'Massive unhappiness' leads railroad to revert to old system
For the past eight months, you had two weeks to use your Metro-North train ticket before it expired. That change — five and half months less than travelers into and out of Manhattan were accustomed to for years — led to many upset travelers.
But Metro-North Railroad is apparently listening to its customers and re-extending expiration dates for train tickets to the previous six-months policy starting next month, the MTA announced Thursday, Aug. 23.
Why the change? "Massive unhappiness," Marjorie Anders, a Metro-North spokesman, told Hersam Acorn Thursday. "There were a lot of complaints. So we just decided to ease up a little."
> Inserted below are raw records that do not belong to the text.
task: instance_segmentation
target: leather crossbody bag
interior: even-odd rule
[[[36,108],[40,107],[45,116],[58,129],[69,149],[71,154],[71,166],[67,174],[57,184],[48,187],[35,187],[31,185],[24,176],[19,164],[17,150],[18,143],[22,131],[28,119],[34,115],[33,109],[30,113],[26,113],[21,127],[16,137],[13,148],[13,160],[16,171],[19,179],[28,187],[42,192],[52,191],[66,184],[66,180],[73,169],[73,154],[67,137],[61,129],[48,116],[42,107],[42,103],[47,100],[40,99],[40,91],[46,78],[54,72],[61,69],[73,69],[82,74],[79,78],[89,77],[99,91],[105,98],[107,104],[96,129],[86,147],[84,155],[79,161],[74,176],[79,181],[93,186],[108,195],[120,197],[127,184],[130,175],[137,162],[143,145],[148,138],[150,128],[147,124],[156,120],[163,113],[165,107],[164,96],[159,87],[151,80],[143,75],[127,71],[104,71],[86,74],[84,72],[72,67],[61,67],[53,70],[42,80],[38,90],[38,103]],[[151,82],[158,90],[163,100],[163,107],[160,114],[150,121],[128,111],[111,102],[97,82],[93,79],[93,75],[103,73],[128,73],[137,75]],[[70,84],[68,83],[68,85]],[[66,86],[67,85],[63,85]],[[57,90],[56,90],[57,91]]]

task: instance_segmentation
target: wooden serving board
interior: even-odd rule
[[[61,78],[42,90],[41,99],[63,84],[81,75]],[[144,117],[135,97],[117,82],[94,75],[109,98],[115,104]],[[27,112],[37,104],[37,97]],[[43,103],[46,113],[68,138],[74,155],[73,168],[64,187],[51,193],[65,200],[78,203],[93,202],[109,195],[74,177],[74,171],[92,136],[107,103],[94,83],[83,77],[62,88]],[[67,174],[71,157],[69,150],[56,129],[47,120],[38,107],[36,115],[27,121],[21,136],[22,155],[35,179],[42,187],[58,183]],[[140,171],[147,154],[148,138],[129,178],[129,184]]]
Beginning Tuesday, Sept. 4, one-way and round-trip tickets will be extended from 14 days to 60 days — including the day of purchase — and the refund period for those tickets is being extended from 30 days to 60 days from purchase date, according the railroad. Tickets purchased on or before Labor Day will only be valid for 14 days.
Ten-trip tickets will remain valid for six months. The period during which a 10-trip ticket is refundable is being lengthened from 30 days to six months (includes day of purchase) to match the validity period.
But the $10 refund processing fee will remain in effect.
Metro-North decided to reduce the time tickets were valid late last year, having the new policy take effect on the first of the year. Some commuter advocates called it just another way of taxing riders, many of whom still can't get a seat on all trains into and out of the city.
"We think it is going to be well received," Anders said. "We just went a little too far. We are in a serious budget crunch and we were looking for every single way to increase revenue."